Of all the people in the book, Humphries is the one to whom the term Australian Expatriate Creative Artist applies most, and of whom its author knows least. You would never guess from what is written here that Humphries, throughout his career, and in addition to commanding a mandarin prose that integrates the wild inventiveness of the Australian idiom at a level beyond the reach of even his brightest critics, has devoted tireless energy to the study, rediscovery, preservation and furtherance of Australian music, literature, painting and architecture. Humphries is learned on a world scale, but his learning began at home, and always goes back there. An expatriate he might be, but a patriot he has always been. Everyone knows that, except Alomes and the dunderheads in his filing system, prominent among whom is Dan O’Neill, described as (and this is Alomes talking, not Sir Les) ‘literature scholar and radical academic at the University of Queensland’. In 1983 Radical Dan apparently asked ‘How much longer can this curious ritual last, a Londoner with quick uptake, retentive memory and verbal flair coming over here on a regular basis, to tear the living fang out of us for being “Australian”?’ I love that ‘verbal flair’: obviously a very compromising thing to be caught in possession of, like a bottle of anabolic steroids.

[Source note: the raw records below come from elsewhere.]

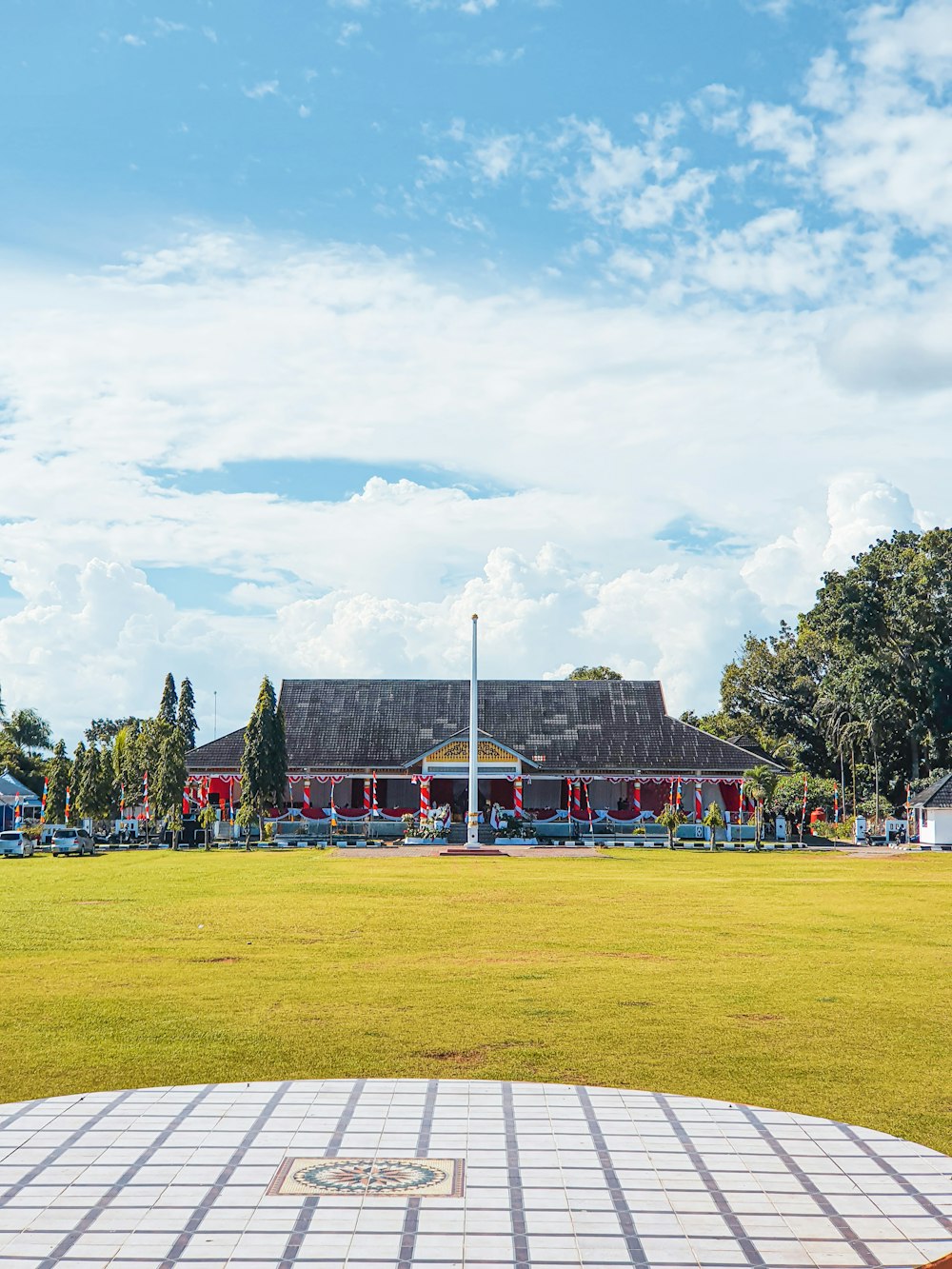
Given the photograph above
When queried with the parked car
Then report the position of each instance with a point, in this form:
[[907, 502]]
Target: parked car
[[15, 844], [72, 842]]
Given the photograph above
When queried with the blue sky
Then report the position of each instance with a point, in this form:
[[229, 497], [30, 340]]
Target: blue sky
[[122, 117], [323, 323]]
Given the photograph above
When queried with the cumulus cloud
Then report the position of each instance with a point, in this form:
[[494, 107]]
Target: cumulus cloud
[[861, 507], [577, 430]]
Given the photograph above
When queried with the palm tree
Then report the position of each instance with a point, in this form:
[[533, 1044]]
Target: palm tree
[[761, 783], [672, 818]]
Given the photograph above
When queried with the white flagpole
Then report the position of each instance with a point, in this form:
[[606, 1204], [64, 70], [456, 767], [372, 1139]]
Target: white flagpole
[[472, 823]]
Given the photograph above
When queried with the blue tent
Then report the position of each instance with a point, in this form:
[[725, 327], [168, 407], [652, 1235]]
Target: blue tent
[[10, 789]]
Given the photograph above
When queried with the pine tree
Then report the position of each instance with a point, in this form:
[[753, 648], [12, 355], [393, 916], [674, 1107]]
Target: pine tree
[[57, 773], [168, 705], [168, 778], [265, 758], [186, 721], [76, 774]]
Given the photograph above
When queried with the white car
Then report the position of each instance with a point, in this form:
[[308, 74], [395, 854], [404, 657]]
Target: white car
[[15, 844], [72, 842]]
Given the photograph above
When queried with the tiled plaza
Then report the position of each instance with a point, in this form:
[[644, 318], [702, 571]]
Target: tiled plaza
[[414, 1173]]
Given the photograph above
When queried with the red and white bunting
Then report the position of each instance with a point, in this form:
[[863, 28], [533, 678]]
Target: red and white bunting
[[425, 796]]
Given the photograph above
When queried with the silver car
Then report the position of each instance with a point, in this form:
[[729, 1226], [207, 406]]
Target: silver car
[[15, 844], [72, 842]]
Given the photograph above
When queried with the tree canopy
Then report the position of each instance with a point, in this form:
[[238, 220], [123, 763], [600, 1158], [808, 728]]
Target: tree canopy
[[265, 761], [861, 689], [186, 720]]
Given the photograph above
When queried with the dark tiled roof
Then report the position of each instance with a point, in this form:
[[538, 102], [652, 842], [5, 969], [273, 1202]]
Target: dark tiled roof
[[564, 726], [937, 795]]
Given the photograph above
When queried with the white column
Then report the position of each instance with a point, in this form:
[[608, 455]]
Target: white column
[[472, 826]]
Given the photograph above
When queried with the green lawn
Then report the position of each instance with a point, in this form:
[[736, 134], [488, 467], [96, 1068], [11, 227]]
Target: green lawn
[[814, 983]]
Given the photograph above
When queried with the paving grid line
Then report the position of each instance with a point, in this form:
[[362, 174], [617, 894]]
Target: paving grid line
[[411, 1219], [213, 1192], [107, 1200], [722, 1202], [517, 1204], [56, 1151], [902, 1181], [636, 1252], [303, 1225], [840, 1222]]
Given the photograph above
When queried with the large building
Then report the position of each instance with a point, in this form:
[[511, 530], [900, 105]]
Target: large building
[[600, 745]]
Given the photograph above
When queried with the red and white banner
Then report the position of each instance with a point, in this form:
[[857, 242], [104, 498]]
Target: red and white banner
[[425, 796]]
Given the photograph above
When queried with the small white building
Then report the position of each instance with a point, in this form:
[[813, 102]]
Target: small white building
[[933, 814]]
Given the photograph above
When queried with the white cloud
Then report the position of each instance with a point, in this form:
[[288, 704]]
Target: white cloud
[[636, 187], [861, 507], [781, 129], [605, 422], [494, 157], [266, 88]]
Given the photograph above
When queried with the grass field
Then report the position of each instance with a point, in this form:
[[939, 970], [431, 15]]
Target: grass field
[[814, 983]]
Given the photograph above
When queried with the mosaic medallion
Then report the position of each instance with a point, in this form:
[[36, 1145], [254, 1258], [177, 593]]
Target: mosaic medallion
[[381, 1178]]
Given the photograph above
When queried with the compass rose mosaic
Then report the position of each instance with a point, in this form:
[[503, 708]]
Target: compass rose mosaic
[[381, 1178]]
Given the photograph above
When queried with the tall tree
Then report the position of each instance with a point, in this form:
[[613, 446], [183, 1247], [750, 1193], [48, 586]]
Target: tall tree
[[29, 730], [169, 773], [79, 763], [265, 758], [186, 721], [94, 787], [169, 704], [103, 731], [57, 773]]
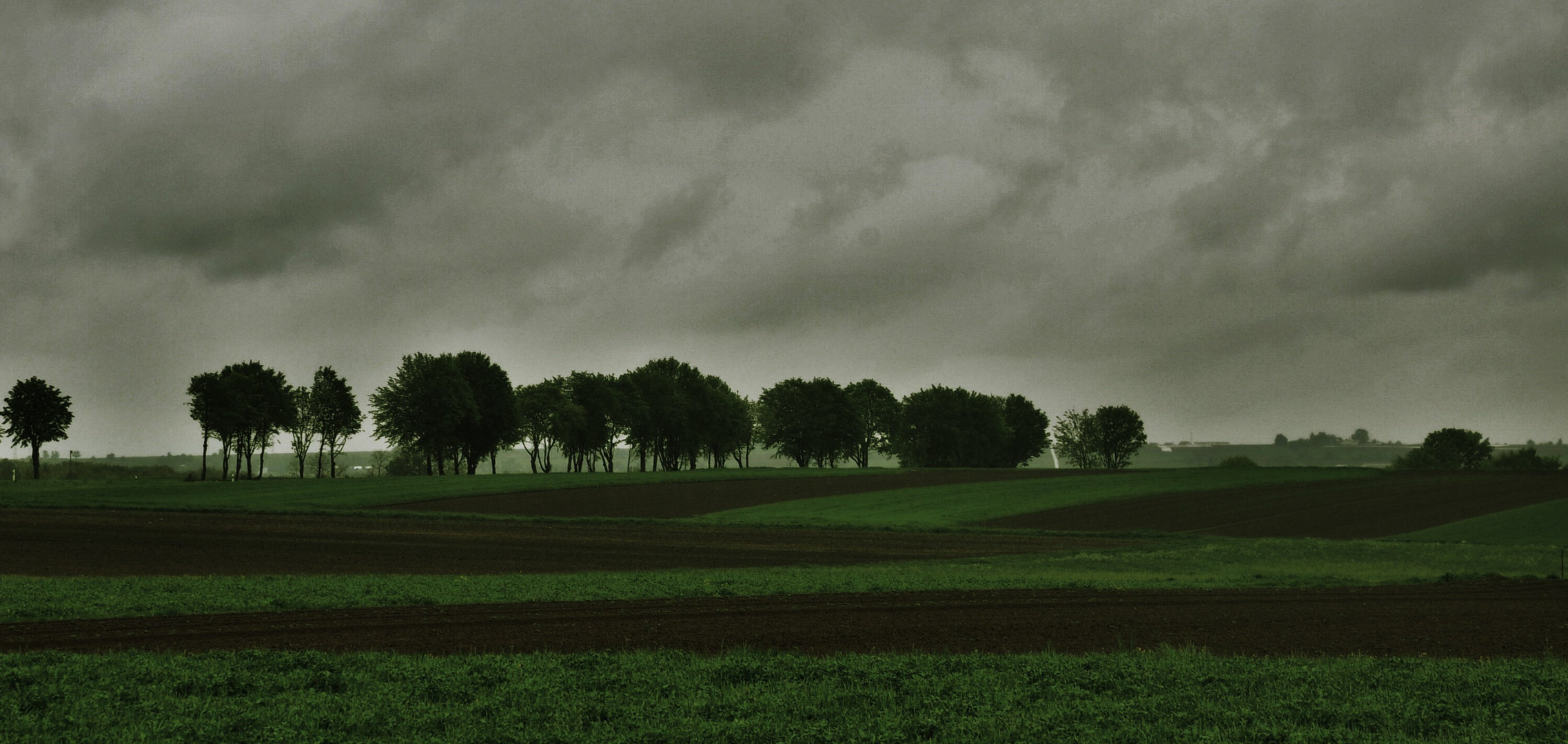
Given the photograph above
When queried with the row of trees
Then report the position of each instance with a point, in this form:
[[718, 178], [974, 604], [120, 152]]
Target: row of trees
[[1467, 450], [247, 406], [455, 411]]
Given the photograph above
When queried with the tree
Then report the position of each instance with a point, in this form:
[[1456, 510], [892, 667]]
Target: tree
[[1104, 439], [35, 413], [422, 408], [953, 428], [1324, 439], [305, 425], [1446, 450], [207, 400], [725, 422], [1120, 434], [263, 408], [877, 417], [1078, 439], [494, 415], [538, 408], [667, 413], [378, 462], [810, 422], [1029, 434], [336, 414]]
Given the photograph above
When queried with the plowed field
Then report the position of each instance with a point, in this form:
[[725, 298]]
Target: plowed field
[[676, 500], [59, 542], [1381, 506], [1457, 619]]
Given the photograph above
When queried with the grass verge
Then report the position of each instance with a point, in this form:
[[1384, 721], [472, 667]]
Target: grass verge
[[745, 696], [959, 505], [1543, 524], [292, 494], [1201, 563]]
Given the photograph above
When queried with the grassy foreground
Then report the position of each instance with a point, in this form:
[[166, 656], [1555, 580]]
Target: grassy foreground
[[1200, 563], [1543, 524], [292, 494], [767, 697], [979, 502]]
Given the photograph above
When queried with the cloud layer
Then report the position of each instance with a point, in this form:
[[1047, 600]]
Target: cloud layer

Not all of the names brought in to help lynch Humphries are ciphers. One of them belongs to the gifted playwright David Williamson, whose towering presence in this shambling rank of irascible homunculi is enough to prove that Alomes’s book is a more serious matter than it might appear, although never in a way that its author might like to think. Williamson is quoted as calling Humphries ‘a satirist who loathes Australia and everything about it’. As it happens, Humphries is a difficult customer in real life and there are things about his stage act that some of us find difficult too. I wouldn’t like to be in the first three or four rows when Sir Les is propagating rancid zabaglione from the dilapidated cloaca of his mouth, and I have always sympathized with the country wife in the fifth row when Dame Edna asks her what she had to do to get the pearls. Without question there is an implacable animus boiling somewhere behind the personae. But to discern in Humphries ‘almost a total hatred of Australia’ (Williamson again, apparently) takes something more than a lack of humour. It takes nationalism, which is where we get down to the nitty-gritty.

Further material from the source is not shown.